Notes: Strategies for Accelerating the Genome Sequencing Pipeline workshop at Mt Sinai

I’m in New York City at Mt Sinai’s workshop on Strategies for accelerating the genomic sequencing pipeline. It’s a great one day session focusing on approaches and tips for making genomics pipelines faster. The goal is to create a community of implementers interested in sharing approaches for avoiding bottlenecks while processing large genomic samples, and learning to better structure code and data to take advantage of large scale parallelization. Slides from the workshop are also available.

Parallelizing the Sequence Analysis Pipeline: What are the tradeoffs?

Toby Bloom – New York Genome Center

Different requirements for individual patients and larger research studies. Patient: fast as possible. Larger study: throughput. This is tricky when you’ve got a mix of things. Bottlenecks are often network load, compute time and response time. Example: improving alignment by 100x but what are the tradeoffs in terms of accuracy and throughput.
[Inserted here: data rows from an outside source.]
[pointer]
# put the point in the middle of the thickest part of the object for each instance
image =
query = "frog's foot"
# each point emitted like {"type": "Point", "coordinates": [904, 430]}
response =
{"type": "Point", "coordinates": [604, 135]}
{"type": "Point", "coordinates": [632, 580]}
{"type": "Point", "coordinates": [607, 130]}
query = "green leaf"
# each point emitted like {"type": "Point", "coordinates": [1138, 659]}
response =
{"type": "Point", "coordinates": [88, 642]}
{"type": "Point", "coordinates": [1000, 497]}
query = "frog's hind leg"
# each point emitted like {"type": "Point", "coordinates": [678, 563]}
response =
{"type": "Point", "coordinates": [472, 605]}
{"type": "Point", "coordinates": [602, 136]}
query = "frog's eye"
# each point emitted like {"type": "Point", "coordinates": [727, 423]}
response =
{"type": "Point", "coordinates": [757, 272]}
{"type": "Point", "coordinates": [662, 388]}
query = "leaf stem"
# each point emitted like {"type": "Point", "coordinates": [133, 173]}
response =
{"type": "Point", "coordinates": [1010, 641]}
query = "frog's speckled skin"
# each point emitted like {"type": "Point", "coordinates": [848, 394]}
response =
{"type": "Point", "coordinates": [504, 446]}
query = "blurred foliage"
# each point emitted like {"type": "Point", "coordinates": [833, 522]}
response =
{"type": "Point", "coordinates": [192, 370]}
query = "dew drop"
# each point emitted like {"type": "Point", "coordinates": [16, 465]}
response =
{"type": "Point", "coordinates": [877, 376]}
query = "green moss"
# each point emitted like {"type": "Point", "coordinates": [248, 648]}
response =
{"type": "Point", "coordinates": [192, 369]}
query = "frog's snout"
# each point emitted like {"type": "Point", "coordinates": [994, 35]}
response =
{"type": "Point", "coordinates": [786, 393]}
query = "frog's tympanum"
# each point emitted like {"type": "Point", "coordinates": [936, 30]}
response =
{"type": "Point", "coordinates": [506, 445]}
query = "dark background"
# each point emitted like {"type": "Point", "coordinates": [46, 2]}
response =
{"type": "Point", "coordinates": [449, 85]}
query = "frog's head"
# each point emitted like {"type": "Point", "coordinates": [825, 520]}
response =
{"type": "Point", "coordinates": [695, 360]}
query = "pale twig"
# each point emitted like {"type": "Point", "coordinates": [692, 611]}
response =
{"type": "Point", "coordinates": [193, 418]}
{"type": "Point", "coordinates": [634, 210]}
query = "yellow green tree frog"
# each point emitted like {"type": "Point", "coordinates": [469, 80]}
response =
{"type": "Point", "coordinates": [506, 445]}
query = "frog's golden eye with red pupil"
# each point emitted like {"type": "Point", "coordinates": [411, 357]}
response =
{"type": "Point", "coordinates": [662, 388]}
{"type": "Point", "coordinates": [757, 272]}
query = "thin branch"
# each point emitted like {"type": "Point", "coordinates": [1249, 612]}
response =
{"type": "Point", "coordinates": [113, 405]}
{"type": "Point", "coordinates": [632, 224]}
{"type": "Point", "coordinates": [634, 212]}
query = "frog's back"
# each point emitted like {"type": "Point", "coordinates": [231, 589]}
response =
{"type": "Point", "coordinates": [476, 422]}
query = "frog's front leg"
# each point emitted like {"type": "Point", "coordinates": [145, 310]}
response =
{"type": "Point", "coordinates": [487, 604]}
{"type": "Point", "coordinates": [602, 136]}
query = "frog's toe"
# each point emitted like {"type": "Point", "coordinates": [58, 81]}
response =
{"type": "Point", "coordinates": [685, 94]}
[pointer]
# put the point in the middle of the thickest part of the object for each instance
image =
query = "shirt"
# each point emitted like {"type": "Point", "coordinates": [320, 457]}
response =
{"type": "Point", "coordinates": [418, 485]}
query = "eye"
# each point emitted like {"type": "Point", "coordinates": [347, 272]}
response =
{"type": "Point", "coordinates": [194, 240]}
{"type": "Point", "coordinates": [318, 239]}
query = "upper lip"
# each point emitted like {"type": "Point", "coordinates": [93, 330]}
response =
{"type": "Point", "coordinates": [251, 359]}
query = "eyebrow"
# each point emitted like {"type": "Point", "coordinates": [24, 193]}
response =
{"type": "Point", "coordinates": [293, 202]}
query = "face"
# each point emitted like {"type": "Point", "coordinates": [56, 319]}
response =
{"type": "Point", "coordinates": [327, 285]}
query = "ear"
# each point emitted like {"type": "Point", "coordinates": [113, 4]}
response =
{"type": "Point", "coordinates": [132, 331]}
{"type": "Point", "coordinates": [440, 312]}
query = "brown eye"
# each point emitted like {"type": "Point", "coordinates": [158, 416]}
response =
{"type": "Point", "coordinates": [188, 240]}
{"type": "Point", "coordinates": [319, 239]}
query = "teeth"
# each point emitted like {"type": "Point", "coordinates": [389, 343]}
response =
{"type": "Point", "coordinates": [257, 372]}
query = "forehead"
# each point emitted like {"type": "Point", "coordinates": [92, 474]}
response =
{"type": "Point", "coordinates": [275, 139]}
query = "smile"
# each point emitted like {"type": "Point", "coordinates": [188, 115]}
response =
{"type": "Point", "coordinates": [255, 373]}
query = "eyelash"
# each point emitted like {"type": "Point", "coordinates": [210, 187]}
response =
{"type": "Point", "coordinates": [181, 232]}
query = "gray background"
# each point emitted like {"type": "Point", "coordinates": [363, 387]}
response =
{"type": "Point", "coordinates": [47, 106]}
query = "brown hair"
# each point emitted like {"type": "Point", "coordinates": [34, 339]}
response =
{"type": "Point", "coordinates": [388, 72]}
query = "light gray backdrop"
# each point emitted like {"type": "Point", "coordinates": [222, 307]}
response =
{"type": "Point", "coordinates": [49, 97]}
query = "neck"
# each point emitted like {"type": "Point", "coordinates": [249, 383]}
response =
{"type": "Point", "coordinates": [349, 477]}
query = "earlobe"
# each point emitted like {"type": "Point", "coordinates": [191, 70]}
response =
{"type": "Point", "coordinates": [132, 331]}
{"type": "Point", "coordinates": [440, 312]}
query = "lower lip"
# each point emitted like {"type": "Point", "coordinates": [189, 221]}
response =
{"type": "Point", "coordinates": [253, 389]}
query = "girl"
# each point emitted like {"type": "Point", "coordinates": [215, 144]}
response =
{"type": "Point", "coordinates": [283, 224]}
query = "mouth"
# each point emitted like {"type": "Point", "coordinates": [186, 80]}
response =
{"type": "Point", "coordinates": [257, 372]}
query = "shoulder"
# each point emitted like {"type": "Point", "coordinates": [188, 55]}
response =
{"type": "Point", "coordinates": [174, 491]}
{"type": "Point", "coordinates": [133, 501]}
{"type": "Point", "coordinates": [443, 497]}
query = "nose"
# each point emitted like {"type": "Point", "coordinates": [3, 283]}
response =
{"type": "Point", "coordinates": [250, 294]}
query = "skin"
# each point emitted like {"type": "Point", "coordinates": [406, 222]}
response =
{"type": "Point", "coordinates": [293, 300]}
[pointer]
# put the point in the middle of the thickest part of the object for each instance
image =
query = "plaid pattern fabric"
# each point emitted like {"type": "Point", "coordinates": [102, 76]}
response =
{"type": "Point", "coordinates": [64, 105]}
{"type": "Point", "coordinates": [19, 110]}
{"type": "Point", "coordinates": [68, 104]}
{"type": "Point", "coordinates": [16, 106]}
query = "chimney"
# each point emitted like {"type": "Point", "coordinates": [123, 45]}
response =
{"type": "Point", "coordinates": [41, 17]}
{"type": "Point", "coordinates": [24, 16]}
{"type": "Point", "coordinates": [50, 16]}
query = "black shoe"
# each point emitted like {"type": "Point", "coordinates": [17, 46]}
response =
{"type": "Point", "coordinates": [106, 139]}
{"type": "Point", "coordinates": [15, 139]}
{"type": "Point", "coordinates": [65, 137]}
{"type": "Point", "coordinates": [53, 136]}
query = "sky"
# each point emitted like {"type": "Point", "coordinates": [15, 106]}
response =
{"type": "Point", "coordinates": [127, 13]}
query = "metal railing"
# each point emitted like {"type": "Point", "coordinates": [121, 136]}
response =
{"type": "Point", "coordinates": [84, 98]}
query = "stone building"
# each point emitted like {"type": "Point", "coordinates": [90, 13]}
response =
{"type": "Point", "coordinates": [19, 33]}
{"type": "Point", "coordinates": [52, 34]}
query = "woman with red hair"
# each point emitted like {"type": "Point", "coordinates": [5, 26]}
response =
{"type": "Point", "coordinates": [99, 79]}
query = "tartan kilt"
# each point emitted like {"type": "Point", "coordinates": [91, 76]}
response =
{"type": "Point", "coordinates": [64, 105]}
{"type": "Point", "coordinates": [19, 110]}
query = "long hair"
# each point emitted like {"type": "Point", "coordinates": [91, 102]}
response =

Good discussion of why IO is so painful in pipelines. Mark Duplicates: read and write a big file and only writing a flag. Works on file as a blob; alternative is streaming. Alternative way of thinking is the share nothing Hadoop version of the world where data can be independently processe throughout. Not totally compatible with biological pipelines where you need to combine together and go back to the same data over and over again.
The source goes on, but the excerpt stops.